President Obama’s proposed 2015 budget, to be released next month, will include a $1 billion Climate Resilience Fund meant to “help communities across the country become more resilient to the effects of climate change,” according to a White House press release.
The fund will be used to research both the impacts of climate change and how to prepare infrastructure and communities for climate change and will “fund breakthrough technologies and resilient infrastructure.”
In the same release, the White House said that it will spend $100 million in livestock disaster assistance for California farmers, $15 million on conservation projects, $5 million on watershed protection, and $60 million to support food banks in California “to help families that may be economically impacted by the drought.”
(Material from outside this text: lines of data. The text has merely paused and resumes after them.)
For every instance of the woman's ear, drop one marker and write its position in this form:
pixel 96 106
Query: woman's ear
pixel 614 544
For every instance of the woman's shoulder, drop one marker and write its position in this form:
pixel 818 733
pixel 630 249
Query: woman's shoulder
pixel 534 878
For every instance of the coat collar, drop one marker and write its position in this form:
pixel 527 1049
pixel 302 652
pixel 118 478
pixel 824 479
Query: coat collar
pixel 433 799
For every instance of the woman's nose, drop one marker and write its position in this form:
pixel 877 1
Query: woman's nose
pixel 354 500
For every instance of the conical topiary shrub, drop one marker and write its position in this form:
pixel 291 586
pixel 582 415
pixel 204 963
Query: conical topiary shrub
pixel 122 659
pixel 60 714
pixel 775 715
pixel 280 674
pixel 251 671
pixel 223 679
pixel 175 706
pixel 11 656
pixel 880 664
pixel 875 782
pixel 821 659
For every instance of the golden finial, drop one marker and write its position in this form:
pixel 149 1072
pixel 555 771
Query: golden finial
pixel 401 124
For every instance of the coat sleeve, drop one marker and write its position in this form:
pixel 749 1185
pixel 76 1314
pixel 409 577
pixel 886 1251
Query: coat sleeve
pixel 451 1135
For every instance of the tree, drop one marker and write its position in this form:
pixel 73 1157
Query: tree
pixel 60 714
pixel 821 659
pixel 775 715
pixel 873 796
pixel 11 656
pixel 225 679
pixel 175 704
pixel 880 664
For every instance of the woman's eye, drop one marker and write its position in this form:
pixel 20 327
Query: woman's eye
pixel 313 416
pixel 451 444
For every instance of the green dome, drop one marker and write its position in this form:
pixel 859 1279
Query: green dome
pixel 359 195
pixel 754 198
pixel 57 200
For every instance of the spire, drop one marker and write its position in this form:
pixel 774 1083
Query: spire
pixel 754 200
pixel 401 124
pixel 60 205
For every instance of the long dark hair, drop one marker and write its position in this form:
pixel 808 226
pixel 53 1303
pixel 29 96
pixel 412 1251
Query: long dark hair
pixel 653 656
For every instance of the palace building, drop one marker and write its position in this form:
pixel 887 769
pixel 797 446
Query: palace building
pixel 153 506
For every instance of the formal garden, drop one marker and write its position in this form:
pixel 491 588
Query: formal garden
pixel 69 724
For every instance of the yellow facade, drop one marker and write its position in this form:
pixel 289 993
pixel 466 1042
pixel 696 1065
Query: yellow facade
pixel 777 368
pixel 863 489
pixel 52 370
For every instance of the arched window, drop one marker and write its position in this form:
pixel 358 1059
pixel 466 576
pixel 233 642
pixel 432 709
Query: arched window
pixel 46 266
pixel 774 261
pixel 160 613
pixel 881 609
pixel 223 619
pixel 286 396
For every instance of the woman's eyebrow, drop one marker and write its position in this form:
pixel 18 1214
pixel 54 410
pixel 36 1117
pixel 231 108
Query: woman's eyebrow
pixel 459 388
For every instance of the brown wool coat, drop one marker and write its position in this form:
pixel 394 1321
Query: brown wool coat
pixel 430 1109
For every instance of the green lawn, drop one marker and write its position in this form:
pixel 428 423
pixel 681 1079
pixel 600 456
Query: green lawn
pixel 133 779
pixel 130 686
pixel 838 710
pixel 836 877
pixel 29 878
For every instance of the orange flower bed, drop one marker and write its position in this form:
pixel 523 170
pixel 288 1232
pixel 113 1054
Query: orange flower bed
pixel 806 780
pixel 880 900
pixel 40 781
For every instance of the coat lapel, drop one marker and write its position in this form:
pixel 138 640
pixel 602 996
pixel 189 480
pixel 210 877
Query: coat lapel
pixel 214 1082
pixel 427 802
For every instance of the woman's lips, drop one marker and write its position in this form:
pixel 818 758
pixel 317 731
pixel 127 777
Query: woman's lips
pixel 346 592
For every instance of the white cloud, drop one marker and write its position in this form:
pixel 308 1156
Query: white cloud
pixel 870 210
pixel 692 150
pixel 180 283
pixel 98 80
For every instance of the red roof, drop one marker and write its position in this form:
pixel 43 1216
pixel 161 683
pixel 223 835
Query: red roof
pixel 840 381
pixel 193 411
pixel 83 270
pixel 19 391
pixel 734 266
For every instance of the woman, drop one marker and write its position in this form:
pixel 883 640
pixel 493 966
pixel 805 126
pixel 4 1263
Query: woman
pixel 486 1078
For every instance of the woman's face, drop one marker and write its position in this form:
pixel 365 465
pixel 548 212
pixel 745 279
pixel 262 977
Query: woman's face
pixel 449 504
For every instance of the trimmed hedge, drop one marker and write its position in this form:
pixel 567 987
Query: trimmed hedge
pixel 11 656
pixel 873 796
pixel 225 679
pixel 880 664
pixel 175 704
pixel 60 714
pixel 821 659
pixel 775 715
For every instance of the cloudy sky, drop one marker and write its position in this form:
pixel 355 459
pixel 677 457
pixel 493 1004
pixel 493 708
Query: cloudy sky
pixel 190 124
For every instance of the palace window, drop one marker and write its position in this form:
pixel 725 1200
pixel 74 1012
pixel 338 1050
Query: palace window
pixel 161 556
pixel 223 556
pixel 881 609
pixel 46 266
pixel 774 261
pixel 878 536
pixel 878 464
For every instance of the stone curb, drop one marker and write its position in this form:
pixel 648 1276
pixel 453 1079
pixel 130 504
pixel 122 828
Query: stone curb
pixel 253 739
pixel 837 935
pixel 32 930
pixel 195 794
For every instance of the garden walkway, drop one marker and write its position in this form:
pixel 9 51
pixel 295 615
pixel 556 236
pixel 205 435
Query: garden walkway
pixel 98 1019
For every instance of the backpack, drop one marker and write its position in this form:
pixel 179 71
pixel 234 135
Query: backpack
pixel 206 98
Matt Lehrich, a White House spokesman, told Politico that Obama “is going to continue to make the case that climate change is already hurting Americans around the country and that it will only get worse for our children and grandchildren if we leave it for future generations to deal with.”
It is doubtful that Republicans will support Obama’s proposed $1 billion Climate Resilience Fund, and the fund needs congressional approval before becoming law.
The announcement of Obama’s latest climate change initiative comes only a week and a half after the White House said it would create seven regional “climate hubs” across the U.S. to help America’s farmers, ranchers, and forest landowners “face a new and more complex threat in the form of changing and shifting climate, which impacts both our nation’s forests and our farmers’ bottom lines,” as Secretary of Agriculture Tim Vilsack said when announcing the climate hubs.
President Obama did not need Congressional approval before creating climate hubs.
— Alec Torres is a William F. Buckley Fellow at the National Review Institute.